Are we at a turning point for Twitter, and is HBO Now growing too slowly?
I'm Jeff Bakalar filling in for Bridget Carey.
This is your CNET Update.
After what was mostly a stagnant earnings report released yesterday, Twitter is having major issues convincing Wall Street it's the real deal.
Most discouraging, Twitter can't grow its user base.
That number has moved since last quarter.
Farhad Manjoo of the New York Times writes that Twitter needs to reconsider what kind of company it is.
Maybe Convenience, not the blockbuster silicon valley powerhouse that Wall Street wants it to be, but perhaps it's not meant to emulate the Google's and Facebook's of the world.
Instead Twitter is more like a public utility, a news wire, a transcription of the world.
Manjou doesn't say Twitter can't make money, but maybe normalizing expectations is the first step in bringing the still great service Back down to earth.
HBO NOW the la Carte $15/month streaming service.
Has seen a slower than expected adoption rate.
It's been a little less than a year since the platform debuted and analysis projected subscriptions to be close to the $2 million dollar mark.
But in reality, about 800,000 people have signed up for the service.
But on the flip side, 800,000 sign ups is nothing to scoff at.

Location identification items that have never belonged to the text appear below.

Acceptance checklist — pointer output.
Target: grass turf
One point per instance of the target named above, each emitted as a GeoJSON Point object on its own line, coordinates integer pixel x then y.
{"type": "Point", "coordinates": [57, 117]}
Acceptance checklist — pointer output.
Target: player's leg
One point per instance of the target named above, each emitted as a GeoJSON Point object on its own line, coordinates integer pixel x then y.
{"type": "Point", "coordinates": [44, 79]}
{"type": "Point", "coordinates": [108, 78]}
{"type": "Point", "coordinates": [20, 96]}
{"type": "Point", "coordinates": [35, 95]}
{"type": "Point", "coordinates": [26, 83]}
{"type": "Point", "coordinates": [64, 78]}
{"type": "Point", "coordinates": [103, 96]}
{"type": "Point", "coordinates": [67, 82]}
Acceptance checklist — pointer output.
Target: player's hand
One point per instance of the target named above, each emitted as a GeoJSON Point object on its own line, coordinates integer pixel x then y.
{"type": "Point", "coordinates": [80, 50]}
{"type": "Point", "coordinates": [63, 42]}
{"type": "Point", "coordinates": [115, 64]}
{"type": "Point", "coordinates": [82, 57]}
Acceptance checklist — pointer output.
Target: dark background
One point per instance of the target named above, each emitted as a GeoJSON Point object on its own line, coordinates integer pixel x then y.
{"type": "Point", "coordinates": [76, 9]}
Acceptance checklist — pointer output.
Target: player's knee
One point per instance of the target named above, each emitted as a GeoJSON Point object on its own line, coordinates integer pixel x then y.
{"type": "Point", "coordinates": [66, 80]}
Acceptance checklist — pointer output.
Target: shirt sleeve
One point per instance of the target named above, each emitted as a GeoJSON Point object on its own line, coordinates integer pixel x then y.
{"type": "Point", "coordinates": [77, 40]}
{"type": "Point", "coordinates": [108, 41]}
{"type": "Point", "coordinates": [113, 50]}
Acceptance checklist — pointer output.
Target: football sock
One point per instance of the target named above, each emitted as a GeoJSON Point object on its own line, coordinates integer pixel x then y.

HBO CEO Richard Plepler says the numbers remind us that HBO Now was only available on Apple TV for its first three months, remember that?
Also, HBO Now isn't really available on as many devices as you may think Especially game consoles.
It's yet to hit the PS4 or XBox 1, which actually make up 20% of HBO Go's audience.
And HBO still has tons of new content coming through this year, including shows from Jon Stewart, Bill Simmons, and a daily news program from Vice.
And finally Comcast is trying to preemptively warn potential Google fiber customers in Atlanta, to quote, not fall for the hype.
In a flyer posted by a Reddit user, Comcast is trying to compare their internet service with Google's, but as some Reddit users pointed out, a lot of these bullet points come with significant caveats.
For example, Comcast's fastest home WiFi claim leaves out the fact that anyone can simply buy a faster router and pair it with their Google Fiber service.
Now Google Fiber offers gigabit Internet at $70 a month, where Comcast's 2 gigabit's per second service Goes for $300 a month with $1000 in startup fees.
So yeah, I'd be passing out flyers too.
That's going to do it for this tech news update.
Everything else you need is over at cnet.com.
From our studios here in New York, I'm Jeff Bakalar.